Arbeidsinzet in Duitsland - bron: de oorlogsmachine hapert


Maart 1942 - december 1942
De oorlog loopt niet zo voorspoedig voor de Duitsers als ze gehoopt hadden. Het oostfront komt vast te zitten en slurpt steeds meer manschappen en materieel op. De industrie zit te springen om arbeidskrachten die de opengevallen plekken kunnen overnemen van de in dienst getreden Duitse jongelingen. De gehele Duitse industrie wordt nu ingericht op het produceren van genoeg oorlogsmaterieel. Er wordt besloten de arbeidskrachten nu ook weg te halen uit de bezette gebieden die bewoond worden door mede-Arische volkeren, zoals Nederland.

arbeidsburobuitenland

De wijze waarop de arbeidskrachten gevonden worden wijzigt zich. Alle bedrijven moeten lijsten van werknemers leveren, waarbij per werknemer vermeld staat of deze (on)misbaar is voor het bedrijf. Uitkamcommissies bepalen aan de hand van die lijsten wie er naar Duitsland moet.

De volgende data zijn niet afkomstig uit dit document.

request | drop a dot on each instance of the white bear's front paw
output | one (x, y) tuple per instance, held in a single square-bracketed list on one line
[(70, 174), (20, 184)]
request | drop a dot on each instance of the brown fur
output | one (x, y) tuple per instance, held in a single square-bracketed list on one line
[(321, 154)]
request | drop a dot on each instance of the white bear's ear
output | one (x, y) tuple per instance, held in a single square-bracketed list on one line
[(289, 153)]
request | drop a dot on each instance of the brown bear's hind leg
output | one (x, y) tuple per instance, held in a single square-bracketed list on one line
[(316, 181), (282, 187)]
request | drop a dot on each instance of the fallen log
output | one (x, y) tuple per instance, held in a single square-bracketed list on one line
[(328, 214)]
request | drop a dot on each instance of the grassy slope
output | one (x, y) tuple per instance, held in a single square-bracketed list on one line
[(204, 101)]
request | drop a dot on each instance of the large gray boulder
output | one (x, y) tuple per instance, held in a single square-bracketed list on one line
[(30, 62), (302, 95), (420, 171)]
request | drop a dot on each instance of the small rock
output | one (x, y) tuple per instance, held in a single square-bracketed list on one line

Vanuit Duitsland krijgt het Rijksarbeidsbureau in maart 1942 de opdracht om vóór 14 april 30.000 metaalarbeiders te leveren. Onder groot protest van de Nederlandse instellingen die er voor moeten zorgen dat de Nederlandse toeleveranciers voor de Duitse oorlogsindustrie blijven draaien, worden deze arbeiders geleverd.

In augustus 1942 volgt er weer een eis. Dit keer wil men 38.000 krachten voor de bewapeningsindustrie. Deze mensen onttrekt men aan de textiel- en lederindustrie. Industrietakken die ”luxeartikelen” vervaardigen zijn het eerste slachtoffer van de uitkamcommissies.

In november 1942 volgt er weer een eis. Het gaat nu om 35.000 arbeiders. Tweederde van dit aantal weet Nederland te leveren. In december komt er weer een eis. Ditmaal wil men 10.000 man overheidspersoneel, 5.000 studenten en 10.000 overigen. Het wordt een complete mislukking.